EKONOMI

NASIONAL

POLITIK

Pasangan Ramah Serahkan Berkas Pendaftaran di KPU Batam Usai Deklarasi



BATAM - Pasangan petahana, Rudi-Amsakar kembali maju dalam Pemilihan Wali Kota Batam 2020. Usai mendeklarasikan diri, pasangan ini langsung berangkat menuju Kantor Pemilihan Umum (KPU) Kota Batam yang berlokasi di Kecamatan Sekupang, untuk mendaftar, Jumat (4/9/2020).


Rudi-Amsakar tiba di Kantor KPU Kota Batam sekitar pukul 15.30 WIB. Pasangan ini menyerahkan formulir pendaftaran untuk Pilwakot kepada komisioner KPU.

Sebelumnya, pasangan petahana ini melaksanakan deklarasi bersama sejumlah parpol dan simpatisan di Lapangan Auto Cafe, Tiban, Kecamatan Sekupang, sekitar pukul 14.00 WIB.

Dalam deklarasi itu, Rudi-Amsakar mengucapkan terima kasih kepada parpol dan simpatisan yang kembali memberikan kepercayaan kepada mereka untuk memimpin Batam satu periode ke depan.
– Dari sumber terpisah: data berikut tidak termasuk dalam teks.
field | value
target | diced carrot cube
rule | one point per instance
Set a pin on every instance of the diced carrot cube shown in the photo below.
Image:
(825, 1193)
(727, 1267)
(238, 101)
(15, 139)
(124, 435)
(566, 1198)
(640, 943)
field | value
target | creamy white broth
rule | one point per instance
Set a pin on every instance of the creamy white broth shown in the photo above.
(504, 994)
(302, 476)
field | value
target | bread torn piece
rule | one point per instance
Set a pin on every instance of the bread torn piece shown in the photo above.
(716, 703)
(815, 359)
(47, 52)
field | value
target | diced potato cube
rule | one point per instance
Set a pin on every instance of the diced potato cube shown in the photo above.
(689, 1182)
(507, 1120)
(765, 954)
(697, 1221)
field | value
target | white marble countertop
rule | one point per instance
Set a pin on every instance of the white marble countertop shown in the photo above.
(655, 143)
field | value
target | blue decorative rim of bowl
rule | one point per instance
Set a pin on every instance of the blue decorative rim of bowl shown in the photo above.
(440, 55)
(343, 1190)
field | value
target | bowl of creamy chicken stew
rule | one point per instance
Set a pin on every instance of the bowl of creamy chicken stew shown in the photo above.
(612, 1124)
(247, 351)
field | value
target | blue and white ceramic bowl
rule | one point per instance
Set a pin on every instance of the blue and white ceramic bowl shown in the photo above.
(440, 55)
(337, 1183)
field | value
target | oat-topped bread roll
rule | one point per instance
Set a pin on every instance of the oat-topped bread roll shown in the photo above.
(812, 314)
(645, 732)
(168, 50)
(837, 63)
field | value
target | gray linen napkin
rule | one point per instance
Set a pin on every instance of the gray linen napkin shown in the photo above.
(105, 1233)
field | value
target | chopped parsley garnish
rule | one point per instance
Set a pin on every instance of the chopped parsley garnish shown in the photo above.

Pasangan petahana Rudi-Amsakar diusung oleh delapan partai yakni Partai Nasdem, Partai Golkar, PKS, PAN, Hanura, PSI, Partai Demokrat, dan PPP. Hal ini tak jauh berbeda dengan jumlah partai pengusung pada periode sebelumnya.

"Jumlah parpol yang mendukung kami sekarang, hampir sama dengan jumlah parpol yang mendukung kami pada Pilwakot periode lalu. Maka, kami yakin, kami bisa merebut kembali suara masyarakat," kata Rudi saat deklarasi.

Terpisah, Ketua KPU Kota Batam Herigen Agusti mengatakan pihaknya telah menerima berkas pendaftaran Rudi-Amsakar. Selanjutnya, KPU Kota Batam melakukan verifikasi terhadap dokumen yang diberikan pasangan baakal calon wali kota dan wakil wali kota Batam.

"Verifikasi awal, kami akan meminta data diri dari para pengurus parpol yang mengusung pasangan ini," kata Herigen.

Herigen menjelaskan untuk pendaftaran calon wali kota dan wakil wali kota Batam, setiap pasangan bakal calon harus memperoleh dukungan minimal 20 persen dari jumlah kursi atau 10 kursi di DPRD Batam.

Selain itu, ada persyaratan lain yang harus dipenuhi setiap pasangan bakal calon yang mendaftar, yaitu surat keterangan tindak pidana, narkoba dan nantinya akan dilanjutkan dengan tes kesehatan.

"Kalau nanti ada yang belum lengkap, masih ada waktu untuk melengkapi," kata Herigen.